Fold the right third of the rectangle over the center third. The first turn has now been completed. Mark the dough by poking it with your finger to keep track of your turns, or use a sticky and keep a tally.
Place the dough on a baking sheet, wrap it in plastic wrap, and refrigerate for 30 minutes.
Place the dough lengthwise on a floured work surface. The open ends should be to your right and left. Roll the dough into another approximately 13 x 18 inch, ¼-inch-thick rectangle.
Again, fold the left third of the rectangle over the center third and the right third over the center third.
No additional butter will be added as it is already in the dough. The second turn has now been completed. Refrigerate the dough for 30 minutes.
Roll out, turn, and refrigerate the dough two more times, for a total of four single turns. Make sure you are keeping track of your turns.

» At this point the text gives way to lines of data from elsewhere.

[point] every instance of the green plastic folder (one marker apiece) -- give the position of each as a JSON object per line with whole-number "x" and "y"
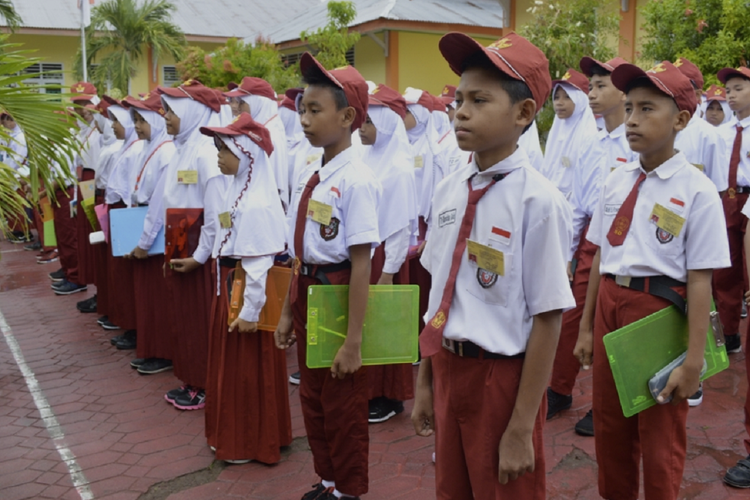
{"x": 391, "y": 330}
{"x": 639, "y": 350}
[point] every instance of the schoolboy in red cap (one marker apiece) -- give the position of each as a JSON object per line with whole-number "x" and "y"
{"x": 700, "y": 142}
{"x": 600, "y": 154}
{"x": 728, "y": 289}
{"x": 496, "y": 255}
{"x": 636, "y": 252}
{"x": 332, "y": 244}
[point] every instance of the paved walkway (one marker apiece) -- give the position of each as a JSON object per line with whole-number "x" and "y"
{"x": 76, "y": 422}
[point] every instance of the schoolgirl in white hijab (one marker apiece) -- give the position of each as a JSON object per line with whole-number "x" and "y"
{"x": 126, "y": 160}
{"x": 569, "y": 129}
{"x": 391, "y": 159}
{"x": 246, "y": 373}
{"x": 259, "y": 100}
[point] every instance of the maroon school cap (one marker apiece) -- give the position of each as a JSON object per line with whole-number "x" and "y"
{"x": 386, "y": 96}
{"x": 691, "y": 71}
{"x": 513, "y": 55}
{"x": 244, "y": 125}
{"x": 196, "y": 91}
{"x": 346, "y": 78}
{"x": 727, "y": 73}
{"x": 589, "y": 62}
{"x": 574, "y": 78}
{"x": 665, "y": 76}
{"x": 251, "y": 85}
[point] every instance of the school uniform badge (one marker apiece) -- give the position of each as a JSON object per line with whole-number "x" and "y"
{"x": 330, "y": 231}
{"x": 486, "y": 278}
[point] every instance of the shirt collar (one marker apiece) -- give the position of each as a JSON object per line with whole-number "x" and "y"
{"x": 335, "y": 164}
{"x": 666, "y": 169}
{"x": 518, "y": 159}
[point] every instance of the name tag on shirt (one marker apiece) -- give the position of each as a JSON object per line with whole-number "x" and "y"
{"x": 667, "y": 220}
{"x": 319, "y": 212}
{"x": 187, "y": 177}
{"x": 225, "y": 219}
{"x": 486, "y": 257}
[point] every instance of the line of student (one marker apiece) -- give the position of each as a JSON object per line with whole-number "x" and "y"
{"x": 518, "y": 258}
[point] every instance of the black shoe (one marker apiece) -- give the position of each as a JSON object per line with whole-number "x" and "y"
{"x": 557, "y": 402}
{"x": 155, "y": 365}
{"x": 182, "y": 391}
{"x": 739, "y": 475}
{"x": 585, "y": 426}
{"x": 68, "y": 288}
{"x": 88, "y": 305}
{"x": 382, "y": 409}
{"x": 319, "y": 492}
{"x": 137, "y": 362}
{"x": 195, "y": 399}
{"x": 57, "y": 276}
{"x": 733, "y": 343}
{"x": 107, "y": 325}
{"x": 128, "y": 341}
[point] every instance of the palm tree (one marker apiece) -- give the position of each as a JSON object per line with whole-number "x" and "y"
{"x": 8, "y": 12}
{"x": 119, "y": 34}
{"x": 49, "y": 130}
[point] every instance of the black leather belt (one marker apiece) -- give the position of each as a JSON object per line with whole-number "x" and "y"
{"x": 468, "y": 349}
{"x": 659, "y": 286}
{"x": 319, "y": 272}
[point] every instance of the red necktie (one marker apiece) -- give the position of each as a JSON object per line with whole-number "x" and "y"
{"x": 621, "y": 225}
{"x": 734, "y": 162}
{"x": 299, "y": 233}
{"x": 431, "y": 337}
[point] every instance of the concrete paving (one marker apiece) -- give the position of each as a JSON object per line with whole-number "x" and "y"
{"x": 91, "y": 427}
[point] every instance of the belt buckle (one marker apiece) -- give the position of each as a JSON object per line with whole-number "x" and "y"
{"x": 623, "y": 281}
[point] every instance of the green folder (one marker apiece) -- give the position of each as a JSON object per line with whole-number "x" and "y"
{"x": 639, "y": 350}
{"x": 391, "y": 329}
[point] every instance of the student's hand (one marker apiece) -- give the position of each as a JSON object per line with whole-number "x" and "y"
{"x": 385, "y": 279}
{"x": 244, "y": 326}
{"x": 423, "y": 413}
{"x": 347, "y": 361}
{"x": 516, "y": 455}
{"x": 683, "y": 382}
{"x": 139, "y": 253}
{"x": 184, "y": 265}
{"x": 584, "y": 348}
{"x": 284, "y": 336}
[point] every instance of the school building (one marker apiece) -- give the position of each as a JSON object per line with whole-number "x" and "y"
{"x": 398, "y": 44}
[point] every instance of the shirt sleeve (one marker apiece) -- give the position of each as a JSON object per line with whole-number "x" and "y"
{"x": 212, "y": 199}
{"x": 256, "y": 270}
{"x": 545, "y": 280}
{"x": 396, "y": 250}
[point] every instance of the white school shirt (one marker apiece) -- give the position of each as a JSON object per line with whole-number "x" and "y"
{"x": 728, "y": 132}
{"x": 350, "y": 187}
{"x": 525, "y": 217}
{"x": 648, "y": 250}
{"x": 703, "y": 146}
{"x": 599, "y": 156}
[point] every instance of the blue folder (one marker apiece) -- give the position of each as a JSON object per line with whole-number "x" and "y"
{"x": 126, "y": 227}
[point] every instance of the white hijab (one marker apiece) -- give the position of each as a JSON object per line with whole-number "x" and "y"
{"x": 126, "y": 160}
{"x": 392, "y": 161}
{"x": 258, "y": 220}
{"x": 565, "y": 139}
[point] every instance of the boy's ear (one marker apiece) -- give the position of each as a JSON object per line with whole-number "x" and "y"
{"x": 526, "y": 112}
{"x": 347, "y": 117}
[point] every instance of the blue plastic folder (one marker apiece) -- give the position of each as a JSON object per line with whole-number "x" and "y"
{"x": 126, "y": 227}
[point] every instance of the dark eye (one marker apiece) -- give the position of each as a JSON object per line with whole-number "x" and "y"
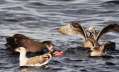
{"x": 75, "y": 24}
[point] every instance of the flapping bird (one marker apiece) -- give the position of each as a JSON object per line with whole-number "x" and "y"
{"x": 91, "y": 36}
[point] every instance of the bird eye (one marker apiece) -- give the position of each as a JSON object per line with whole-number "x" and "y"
{"x": 75, "y": 24}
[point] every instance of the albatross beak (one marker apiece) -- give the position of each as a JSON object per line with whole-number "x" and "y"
{"x": 59, "y": 53}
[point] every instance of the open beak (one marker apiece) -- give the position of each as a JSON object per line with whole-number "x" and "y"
{"x": 58, "y": 53}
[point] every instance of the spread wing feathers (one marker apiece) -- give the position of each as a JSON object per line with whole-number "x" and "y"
{"x": 73, "y": 29}
{"x": 109, "y": 28}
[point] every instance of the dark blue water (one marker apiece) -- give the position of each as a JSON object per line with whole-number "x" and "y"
{"x": 39, "y": 19}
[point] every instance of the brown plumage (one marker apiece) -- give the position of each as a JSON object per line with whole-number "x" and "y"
{"x": 20, "y": 40}
{"x": 33, "y": 61}
{"x": 91, "y": 36}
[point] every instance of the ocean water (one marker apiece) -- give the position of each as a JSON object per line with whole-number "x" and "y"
{"x": 39, "y": 19}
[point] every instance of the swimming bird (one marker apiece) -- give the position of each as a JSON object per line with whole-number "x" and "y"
{"x": 33, "y": 61}
{"x": 91, "y": 36}
{"x": 32, "y": 46}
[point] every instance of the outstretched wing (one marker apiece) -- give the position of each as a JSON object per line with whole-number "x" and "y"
{"x": 109, "y": 28}
{"x": 74, "y": 28}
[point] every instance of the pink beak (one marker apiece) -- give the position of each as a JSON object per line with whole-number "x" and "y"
{"x": 59, "y": 53}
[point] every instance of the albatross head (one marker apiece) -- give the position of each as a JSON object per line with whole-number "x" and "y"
{"x": 92, "y": 28}
{"x": 70, "y": 28}
{"x": 20, "y": 49}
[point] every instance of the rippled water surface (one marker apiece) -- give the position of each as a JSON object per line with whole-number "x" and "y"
{"x": 40, "y": 18}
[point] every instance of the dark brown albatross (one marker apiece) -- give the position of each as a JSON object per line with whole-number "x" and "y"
{"x": 90, "y": 35}
{"x": 20, "y": 40}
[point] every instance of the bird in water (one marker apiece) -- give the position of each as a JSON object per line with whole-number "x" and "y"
{"x": 91, "y": 36}
{"x": 32, "y": 46}
{"x": 40, "y": 60}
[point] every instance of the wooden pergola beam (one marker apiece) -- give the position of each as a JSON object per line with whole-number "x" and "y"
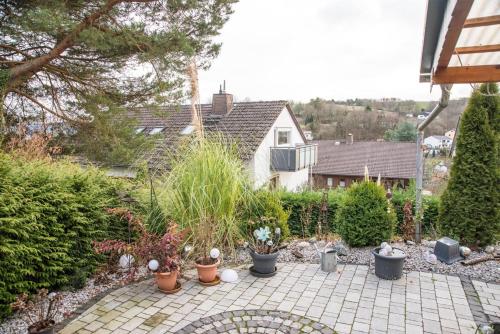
{"x": 477, "y": 49}
{"x": 467, "y": 74}
{"x": 459, "y": 15}
{"x": 482, "y": 21}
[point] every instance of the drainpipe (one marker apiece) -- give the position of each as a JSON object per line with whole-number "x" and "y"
{"x": 443, "y": 103}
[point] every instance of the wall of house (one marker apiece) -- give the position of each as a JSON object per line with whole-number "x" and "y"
{"x": 262, "y": 159}
{"x": 321, "y": 181}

Refrigerate the dough after the final turn for at least 5 hours or overnight. The Danish dough is now ready to be used.
If you will not be using the dough within 24 hours, freeze it.
To do this, roll the dough out to about 1 inch in thickness, wrap tightly in plastic wrap, and freeze.
Defrost the dough slowly in the refrigerator for easiest handling.
Danish dough will keep in the freezer for up to 1 month.
Almond Paste Filling:
Melt and simmer for about 2 minutes the butter and brown sugar.
Remove from heat and stir in the remaining ingredients. Cool slightly before using.
Divide dough in half.
Roll out one half on a floured board into a 9-by-18-inch rectangle. Sprinkle half of the almond filling over the dough.
Fold outside third of dough toward center.
Fold dough once more to make three layers. Pinch ends of dough to seal.
Cut into nine 2-inch sections.
Make four 1/4-inch cuts through the open side of each section.
Place on greased baking sheets and shape into bear claw by separating the four cut sections.
Repeat procedure with remaining dough and filling.
Let rise, uncovered, until doubled in size, about 1 hour.
Bake at 400 degrees for 10 to 15 minutes or until golden.
Combine egg yolk with water and brush the tops of bear claws.
If desired, sprinkle with some chopped slivered almonds. Drizzle on glaze.
White Fondant Glaze:
Sift 4 cups of powdered sugar into a bowl.
Add 1 teaspoon of orange extract and 6 TBSP to 1/2 cup of warm milk, briskly whisking until all the sugar is dissolved.
Add the milk slowly and only as much as is needed to make a thick, smooth paste.